Sabemos que, de forma histórica, las Hermandades y otras organizaciones, anticipándose al reconocimiento de muchos derechos sociales, llevaron a cabo tareas que, posteriormente fueron asumidas por la administración pública. Este hecho, en mi opinión, no significa que se deba dejar de actuar en todos estos aspectos. Será necesaria una colaboración, si es posible, con estas administraciones para seguir teniendo presencia en estas actividades sociales. Y, si la colaboración no es posible, deberíamos buscar la forma de abordarlas en solitario, como en el principio.

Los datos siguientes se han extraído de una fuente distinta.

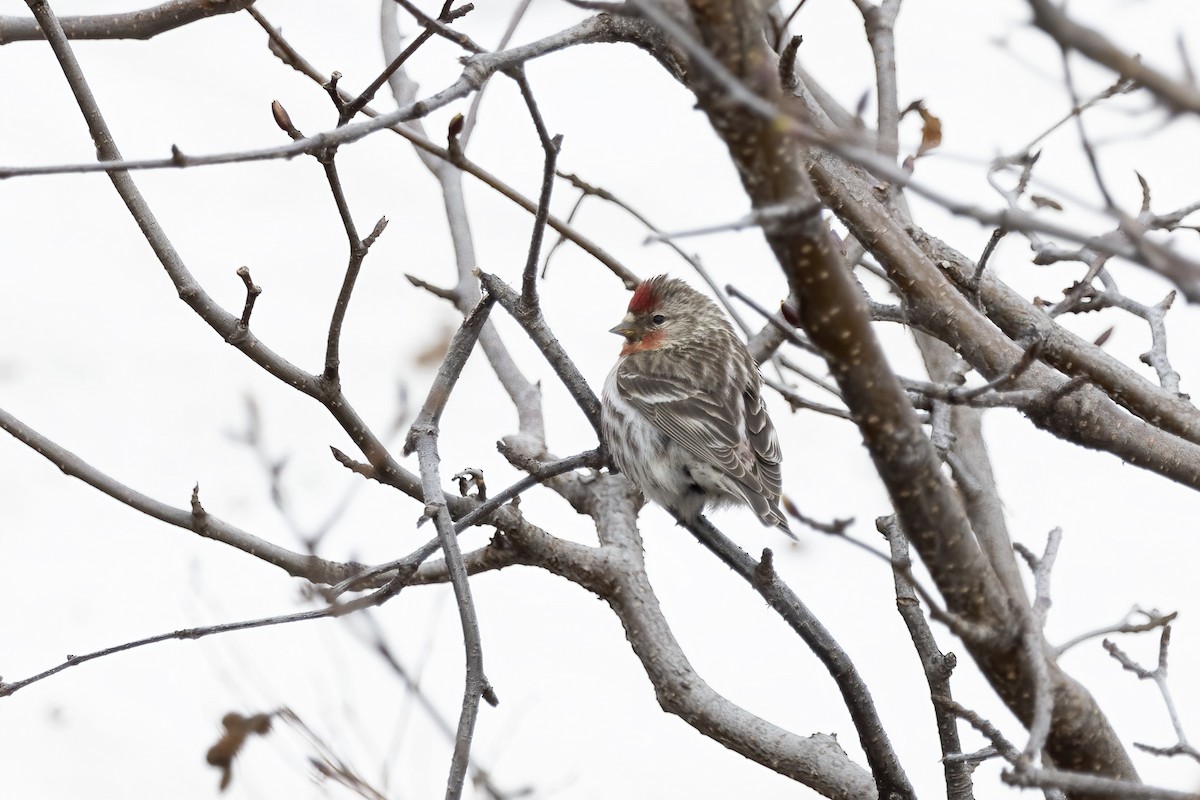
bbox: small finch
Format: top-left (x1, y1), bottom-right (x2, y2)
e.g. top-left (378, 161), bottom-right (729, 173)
top-left (600, 275), bottom-right (792, 536)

Sabemos que, hoy en día, desde muchos frentes, y algunos dentro de las propias administraciones, se desprecia a todo lo que suene a religión, sobre todo si es la Católica. Vemos cómo se ridiculiza y ataca al término “caridad”, porque piensan que se trata de concesiones de “los que tienen” a “los que no tienen” y por las cuales se merece el eterno agradecimiento. Ahora el término correcto y de moda es el de “solidaridad”, una forma de enmascarar lo que siempre fue la caridad a lo largo de la Historia, para la tranquilidad de una serie de mentes confusas que, de esta forma, desligan dicha actividad de la religión.
Nosotros entiendo que deberíamos seguir siendo caritativos sin pedir nada a cambio… o tal vez sí que pidamos algo: que aquellas personas y familias con las que lo hayamos sido, a su vez, sean capaces de hacer lo mismo con otros cuando tengan la oportunidad.

Nuestro hermano Guillermo Guerrero Ferguson, si contamos con la confianza de la mayoría de los hermanos, será el encargado, con el equipo de voluntarios que reclute y al que os invitaremos a todos a participar, de establecer los programas de acción de la Bolsa de Caridad Virgen del Valle, y de encauzar una parte de los recursos que seamos capaces de generar cada año, aunque tengamos que ajustar nuestros presupuestos en otras partidas, para ayudar a mejorar la vida de todos cuantos podamos.